Artefiera, dunque, ha cercato di riassestarsi sulla scena come un «competitor» che, forte delle sue radici storiche, non vuole cedere alla tentazione di affondare nel passato e piuttosto preferisce spingersi in cerca di nuove identità. E nel 2014 lo ha fatto con una mossa piuttosto spericolata, come l’introduzione dell’Ottocento, tendenzialmente relegato nei mercati antiquariali, e con una più «ovvia», la selezione di una ventina di gallerie, piazzate i tutte insieme, dedite soltanto alla fotografia. Un ghetto? Non proprio. A sentire i diretti interessati, l’esperimento ha funzionato. Resta il fatto che in Italia i collezionisti sono restii a comprare opere fotografiche: è un problema culturale, causato da antiche chiavi di lettura dell’arte contemporanea che inibiscono la possibilità di ri-orientare la bussola estetica.

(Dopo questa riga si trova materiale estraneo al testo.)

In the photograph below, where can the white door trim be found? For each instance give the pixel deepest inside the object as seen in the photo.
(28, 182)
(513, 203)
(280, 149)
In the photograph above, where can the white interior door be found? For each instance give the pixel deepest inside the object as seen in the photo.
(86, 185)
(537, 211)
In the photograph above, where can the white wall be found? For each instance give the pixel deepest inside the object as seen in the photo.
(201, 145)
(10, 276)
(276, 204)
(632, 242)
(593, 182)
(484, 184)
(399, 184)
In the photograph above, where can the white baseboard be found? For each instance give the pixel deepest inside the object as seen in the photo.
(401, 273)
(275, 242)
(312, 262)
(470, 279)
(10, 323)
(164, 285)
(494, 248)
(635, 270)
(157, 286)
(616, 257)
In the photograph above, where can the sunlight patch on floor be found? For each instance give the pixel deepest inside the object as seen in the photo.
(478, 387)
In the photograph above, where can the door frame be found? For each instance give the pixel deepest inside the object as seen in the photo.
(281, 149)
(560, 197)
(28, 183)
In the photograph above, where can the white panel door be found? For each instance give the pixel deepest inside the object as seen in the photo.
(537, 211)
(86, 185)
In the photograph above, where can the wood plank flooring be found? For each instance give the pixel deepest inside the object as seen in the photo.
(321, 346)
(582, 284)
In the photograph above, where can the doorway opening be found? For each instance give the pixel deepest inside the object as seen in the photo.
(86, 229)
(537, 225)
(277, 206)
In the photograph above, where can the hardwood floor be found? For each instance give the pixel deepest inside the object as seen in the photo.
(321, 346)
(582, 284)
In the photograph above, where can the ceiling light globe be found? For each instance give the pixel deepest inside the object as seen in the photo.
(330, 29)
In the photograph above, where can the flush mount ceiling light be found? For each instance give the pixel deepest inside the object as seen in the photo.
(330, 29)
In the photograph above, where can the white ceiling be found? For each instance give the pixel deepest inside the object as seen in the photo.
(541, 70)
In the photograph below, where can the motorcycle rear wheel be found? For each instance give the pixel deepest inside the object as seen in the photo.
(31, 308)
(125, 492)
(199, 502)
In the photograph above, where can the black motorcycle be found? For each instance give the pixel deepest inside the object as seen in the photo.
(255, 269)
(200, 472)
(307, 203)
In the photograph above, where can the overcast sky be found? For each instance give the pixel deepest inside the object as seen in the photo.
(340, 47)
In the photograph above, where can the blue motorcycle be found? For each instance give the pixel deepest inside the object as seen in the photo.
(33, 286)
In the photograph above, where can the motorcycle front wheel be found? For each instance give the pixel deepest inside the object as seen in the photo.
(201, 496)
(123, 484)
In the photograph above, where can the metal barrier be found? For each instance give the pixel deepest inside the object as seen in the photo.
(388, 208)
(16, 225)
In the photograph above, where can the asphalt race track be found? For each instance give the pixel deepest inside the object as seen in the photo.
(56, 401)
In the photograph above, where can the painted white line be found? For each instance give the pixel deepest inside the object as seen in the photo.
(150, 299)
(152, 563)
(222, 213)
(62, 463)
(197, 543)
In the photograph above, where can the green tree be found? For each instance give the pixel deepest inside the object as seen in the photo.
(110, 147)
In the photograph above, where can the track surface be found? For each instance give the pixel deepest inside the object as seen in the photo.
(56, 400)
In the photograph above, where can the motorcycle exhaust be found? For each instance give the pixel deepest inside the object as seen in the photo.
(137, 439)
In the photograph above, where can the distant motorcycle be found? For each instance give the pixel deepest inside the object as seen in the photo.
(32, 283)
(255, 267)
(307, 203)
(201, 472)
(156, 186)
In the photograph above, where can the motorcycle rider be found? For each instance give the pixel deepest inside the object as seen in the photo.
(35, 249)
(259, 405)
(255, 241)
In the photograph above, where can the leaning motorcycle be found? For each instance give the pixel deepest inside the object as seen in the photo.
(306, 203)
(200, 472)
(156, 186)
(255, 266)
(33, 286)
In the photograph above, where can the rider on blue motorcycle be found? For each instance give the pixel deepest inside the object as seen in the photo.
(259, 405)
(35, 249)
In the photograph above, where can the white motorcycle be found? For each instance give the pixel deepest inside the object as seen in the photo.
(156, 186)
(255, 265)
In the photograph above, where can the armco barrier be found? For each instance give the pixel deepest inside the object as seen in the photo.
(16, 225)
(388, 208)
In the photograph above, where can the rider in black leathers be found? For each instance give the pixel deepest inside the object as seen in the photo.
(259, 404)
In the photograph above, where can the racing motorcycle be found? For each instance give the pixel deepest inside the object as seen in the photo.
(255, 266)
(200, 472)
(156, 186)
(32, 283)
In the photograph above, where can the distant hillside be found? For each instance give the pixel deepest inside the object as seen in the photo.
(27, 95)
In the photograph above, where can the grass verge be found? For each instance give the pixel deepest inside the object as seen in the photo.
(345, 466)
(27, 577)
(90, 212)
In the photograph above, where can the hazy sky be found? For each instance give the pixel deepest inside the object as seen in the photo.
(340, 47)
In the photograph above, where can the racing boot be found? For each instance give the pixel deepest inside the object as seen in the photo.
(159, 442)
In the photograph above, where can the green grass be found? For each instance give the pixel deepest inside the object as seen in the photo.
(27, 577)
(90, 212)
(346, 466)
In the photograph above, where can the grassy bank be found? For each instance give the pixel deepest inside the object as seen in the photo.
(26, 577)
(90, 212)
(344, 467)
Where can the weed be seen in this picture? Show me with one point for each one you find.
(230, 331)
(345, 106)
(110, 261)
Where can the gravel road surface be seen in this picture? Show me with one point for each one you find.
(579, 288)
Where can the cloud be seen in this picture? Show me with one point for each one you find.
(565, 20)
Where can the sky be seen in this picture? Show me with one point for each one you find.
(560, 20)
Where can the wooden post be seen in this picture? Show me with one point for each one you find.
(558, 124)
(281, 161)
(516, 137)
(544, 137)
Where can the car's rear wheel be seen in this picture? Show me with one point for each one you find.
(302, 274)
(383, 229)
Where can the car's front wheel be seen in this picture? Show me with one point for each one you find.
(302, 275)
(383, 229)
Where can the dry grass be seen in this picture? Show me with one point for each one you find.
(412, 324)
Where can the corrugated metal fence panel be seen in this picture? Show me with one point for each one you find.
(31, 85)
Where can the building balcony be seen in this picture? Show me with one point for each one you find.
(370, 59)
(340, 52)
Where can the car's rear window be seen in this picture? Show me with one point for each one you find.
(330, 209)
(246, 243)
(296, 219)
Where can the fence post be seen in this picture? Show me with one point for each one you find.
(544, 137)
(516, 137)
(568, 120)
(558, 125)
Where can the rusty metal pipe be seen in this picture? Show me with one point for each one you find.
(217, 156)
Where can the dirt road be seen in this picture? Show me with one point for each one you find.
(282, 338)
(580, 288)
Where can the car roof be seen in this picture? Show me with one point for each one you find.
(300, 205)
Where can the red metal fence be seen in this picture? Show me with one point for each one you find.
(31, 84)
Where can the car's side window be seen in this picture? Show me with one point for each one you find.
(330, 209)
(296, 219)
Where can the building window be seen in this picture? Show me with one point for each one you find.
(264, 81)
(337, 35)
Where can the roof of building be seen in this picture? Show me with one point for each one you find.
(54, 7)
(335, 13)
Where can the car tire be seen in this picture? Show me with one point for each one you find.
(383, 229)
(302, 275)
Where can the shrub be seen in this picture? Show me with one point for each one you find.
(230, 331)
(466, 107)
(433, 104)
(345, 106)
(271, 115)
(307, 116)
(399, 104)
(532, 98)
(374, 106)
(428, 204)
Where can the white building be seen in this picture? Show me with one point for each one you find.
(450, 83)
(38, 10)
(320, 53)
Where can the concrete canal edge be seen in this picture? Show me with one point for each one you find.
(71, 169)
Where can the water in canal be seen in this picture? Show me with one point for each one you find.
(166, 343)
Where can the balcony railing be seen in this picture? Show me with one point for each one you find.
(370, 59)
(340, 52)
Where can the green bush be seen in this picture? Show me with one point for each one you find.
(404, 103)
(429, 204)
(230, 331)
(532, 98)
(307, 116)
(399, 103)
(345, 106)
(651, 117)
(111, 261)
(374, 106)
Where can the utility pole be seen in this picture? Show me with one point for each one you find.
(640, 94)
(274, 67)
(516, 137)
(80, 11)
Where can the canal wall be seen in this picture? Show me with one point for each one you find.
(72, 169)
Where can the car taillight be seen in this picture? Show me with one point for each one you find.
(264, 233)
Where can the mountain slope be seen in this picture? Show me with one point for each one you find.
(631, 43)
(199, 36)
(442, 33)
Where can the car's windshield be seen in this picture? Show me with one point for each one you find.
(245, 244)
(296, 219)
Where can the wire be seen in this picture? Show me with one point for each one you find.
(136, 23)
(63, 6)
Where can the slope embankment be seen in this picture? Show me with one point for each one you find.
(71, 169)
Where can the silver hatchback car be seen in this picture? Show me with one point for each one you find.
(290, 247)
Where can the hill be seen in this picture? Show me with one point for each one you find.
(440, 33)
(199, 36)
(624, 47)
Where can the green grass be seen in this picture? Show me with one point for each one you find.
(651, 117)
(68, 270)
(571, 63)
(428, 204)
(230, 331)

È qui, invece, che si sono potute gustare piacevoli sorprese. Dal The Wall di Abbas Kiarostami a 14mila euro presentato come pezzo forte da Vision Quest di Genova al ritorno di Andres Serrano, Franko B., Gligorov e Zhang Huan grazie a Pack (Milano), fino al Robert Capa da cinquemila euro (Napoli, ottobre 1943) proposto da Photographica Fine Art di Lugano. O, ancora, Alexander Gronsky, classe 1980, Tallinn, che rapisce l’anima con la sua natura innevata, avvolta in una atmosfera atemporale e vintage (nello stand di Forma): si poteva portare a casa con tremila e trecento euro. E se le Officine dell’Immagine, alla loro prima volta in fiera, hanno rischiato il tutto per tutto con la personale dell’iraniana Gohar Dashti, fresca di mostra e di attenzione critica, la galleria Six di Milano ha esposto l’artista marocchino Hicham Benohoud, ma anche parte della produzione erotica anni ’50 di Pierre Molinier: difficile da vendere forse (circa settemila euro a immagine), però scelta raffinatissima che ha documentato come, nel campo della fotografia, le gallerie svolgano ancora un compito di testimonianza e ricerca.

A fare da contraltare al contemporaneissimo, c’era invece l’Ottocento, inserito in alcuni stand un po’ spaesati e spaesanti, tra detrattori e sostenitori. Ma i dealers che hanno aderito all’iniziativa con qualche dubbio, temendo lo scontro con un pubblico alieno, si sono considerati soddisfatti della partecipazione. L’Ottocento italiano – che ha sempre vissuto in un cono d’ombra, dovuto anche ai successi che mietevano i colleghi francesi e inglesi – è in realtà al centro di una rivalutazione internazionale (soprattutto via asta) che riguarda non soltanto la fortuna critica e di mercato di capiscuola come Boldini, Fattori o De Nittis. In fiera, si procede fino a lambire i primissimi anni del Novecento, ritrovando quegli artisti che furono trascurati, rimanendo ai margini delle avanguardie. «Volevamo scalzare una categoria storiografica e contaminare pubblici differenti, è stato un innesto positivo», ha ribadito Spadoni.

Infine, occhio all’Europa dell’est: vedere per credere le proposte di Laura Bulian di Milano (l’uzbeko Akhunov fra tutti) o il bel lavoro di Igor Grubic (Zagabria) con i minatori e gli abitanti siciliani, per la galleria LaVeronica di Modica: le sue opere resteranno in mostra fino a marzo.